Anthony cringes and pushes himself upright.
“Marmalade,” he declares, and then he remembers that he’s not supposed to have food on his face or his clothes.
Anthony shakes his head. “Perhaps you ought to have a bath before bed.” He pulls out his fob watch and checks it, frowning at the time. “You’ve finished your dinner already?”
“I wanted to read the story,” he defends, shifting from foot to foot in his eager impatience.
“I thought—” Anthony pauses to catch a startlingly loud sneeze in his shirtsleeve “—Mother told you not to rush. No wonder you’re covered in marmalade and pork pie.” Anthony unfolds the napkin from his dinner tray and dips it into his water before cleaning Gregory’s face.
Gregory does his best to stay still, but he cannot help the way his nose scrunches up in displeasure. “I can do it myself,” he mutters, though this is still not as bad as Nurse wiping his sore nose.
“Then you would have done it already. “Anthony cleans Gregory’s sticky hand for good measure and drops the napkin on the tray. “Now, you wanted to read, yes?”
“Yes!” Finally, Gregory crawls into bed, this time with the quilt over their laps. They make it through a goodly bit of the alphabetical stories before he starts to feel strangely sleepy.

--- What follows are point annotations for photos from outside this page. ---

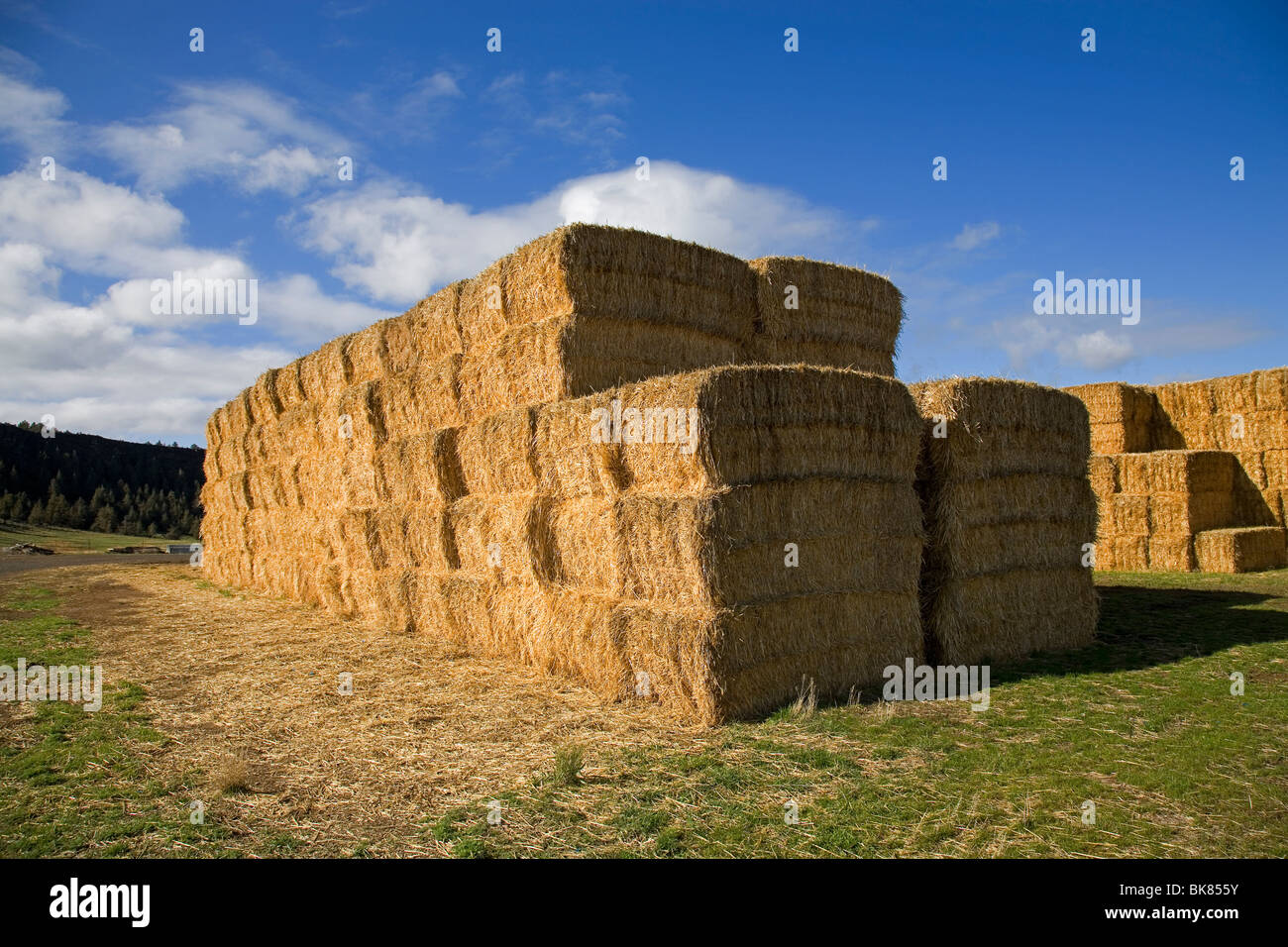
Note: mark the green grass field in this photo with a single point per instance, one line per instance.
(62, 540)
(1142, 724)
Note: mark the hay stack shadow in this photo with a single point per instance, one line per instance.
(1145, 628)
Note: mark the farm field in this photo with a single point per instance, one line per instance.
(231, 699)
(63, 540)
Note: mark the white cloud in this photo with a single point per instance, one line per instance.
(395, 245)
(1096, 351)
(240, 133)
(33, 118)
(977, 235)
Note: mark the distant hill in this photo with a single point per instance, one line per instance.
(89, 482)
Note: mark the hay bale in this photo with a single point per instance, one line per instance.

Perhaps it is from leaning on Anthony’s chest, which makes the best pillow. Perhaps it is from the rhymes lilting from the pages like a song. Perhaps it is from the relief of his brother’s company after he’d spent the better part of two days hoping for a bedtime story.
Perhaps it is simply from the pork pie.
With his belly and heart full, he closes his eyes, the book slipping from his grasp and Anthony’s because he, too, is fast asleep.